Pennsylvania Northeast Regional Railroad Authority

Overview
- Operator: Delaware-Lackawanna Railroad
- Headquarters: Scranton, Pennsylvania, U.S.
- Locale: Lackawanna County Monroe County Northampton County Wayne County
- Dates of operation: May 2006–present
- Predecessors: Lackawanna Railroad Authority Monroe County Rail Authority

Technical
- Track gauge: 1,435 mm (4 ft 8+1⁄2 in) standard gauge
- Length: 95 miles (153 km)

Other
- Website: pnrra.org

= Pennsylvania Northeast Regional Railroad Authority =

The Pennsylvania Northeast Regional Railroad Authority (PNRRA) is a bi-county creation of both Lackawanna and Monroe counties to oversee the use of common rail freight lines in Northeastern Pennsylvania. The designated freight operator of the Pennsylvania Northeast Regional Rail Authority lines is the Delaware-Lackawanna Railroad and tourism operator is Steamtown National Historic Site.
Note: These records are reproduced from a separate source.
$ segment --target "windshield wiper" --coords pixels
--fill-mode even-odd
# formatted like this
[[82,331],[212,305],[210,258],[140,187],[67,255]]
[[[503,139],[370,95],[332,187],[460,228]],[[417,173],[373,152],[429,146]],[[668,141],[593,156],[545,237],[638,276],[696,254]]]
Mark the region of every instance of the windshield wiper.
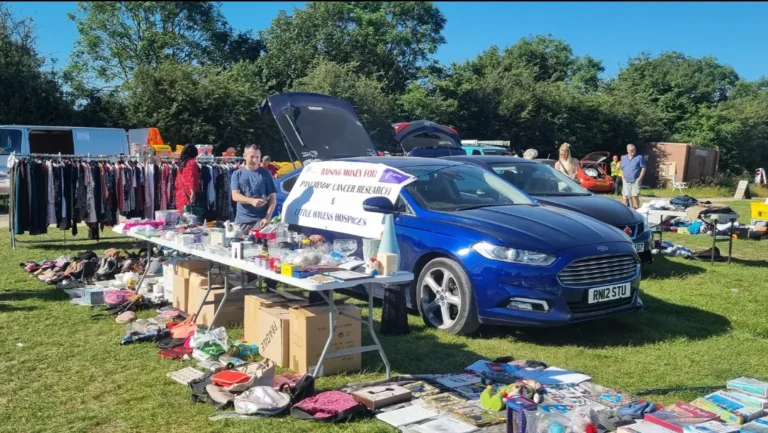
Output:
[[507,204],[493,204],[493,203],[487,203],[487,204],[475,204],[472,206],[465,206],[465,207],[457,207],[453,209],[453,212],[458,212],[462,210],[473,210],[473,209],[482,209],[484,207],[496,207],[496,206],[514,206],[516,203],[507,203]]

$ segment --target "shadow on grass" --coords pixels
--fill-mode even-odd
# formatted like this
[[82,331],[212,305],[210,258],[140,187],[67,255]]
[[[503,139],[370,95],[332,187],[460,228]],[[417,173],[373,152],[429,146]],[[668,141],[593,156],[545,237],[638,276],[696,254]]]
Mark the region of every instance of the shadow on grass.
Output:
[[694,307],[672,304],[641,292],[644,310],[558,328],[488,327],[483,337],[511,335],[543,346],[587,348],[642,346],[685,338],[703,340],[730,331],[730,321]]
[[[725,252],[726,255],[728,254],[728,251]],[[715,262],[718,263],[718,262]],[[720,261],[720,263],[728,263],[728,258],[724,258]],[[742,266],[750,266],[755,268],[766,268],[768,267],[768,261],[766,260],[744,260],[744,259],[737,259],[736,257],[731,257],[731,263],[736,263]]]
[[11,311],[34,311],[34,310],[37,310],[37,307],[35,306],[16,307],[10,304],[0,304],[0,313],[8,313]]
[[707,272],[705,263],[701,261],[670,260],[666,256],[655,255],[653,264],[643,266],[643,278],[665,279],[679,278],[685,275],[698,275]]
[[55,287],[40,290],[8,289],[0,292],[0,301],[25,301],[27,299],[55,302],[67,300],[69,296],[63,290],[58,290]]

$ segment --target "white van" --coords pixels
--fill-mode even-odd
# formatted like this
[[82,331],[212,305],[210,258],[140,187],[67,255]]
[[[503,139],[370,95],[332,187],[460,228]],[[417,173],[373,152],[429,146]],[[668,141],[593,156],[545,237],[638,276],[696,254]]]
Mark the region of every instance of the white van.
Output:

One of its primary objectives is to re-establish rail passenger service with New Jersey Transit between Scranton, Pennsylvania and Hoboken, New Jersey by way of the Lackawanna Cut-Off, with connecting service to Manhattan, New York. Amtrak is also a possibility for passenger rail service to Scranton by way of the Lackawanna Cut-Off.

==History==
The PNRRA was formed in May 2006, when Lackawanna and Monroe counties agreed to merge their rail authorities. The consensus reached was that the operation of the railroad needed to be a multi-county venture and that a regional approach was necessary as trackage begins and ends outside individual county boundaries. In addition, it was felt that the pooling of resources was necessary in order to operate a railroad in a very competitive environment and, conversely, to obtain the funding necessary to operate a railroad from the State and Federal governments.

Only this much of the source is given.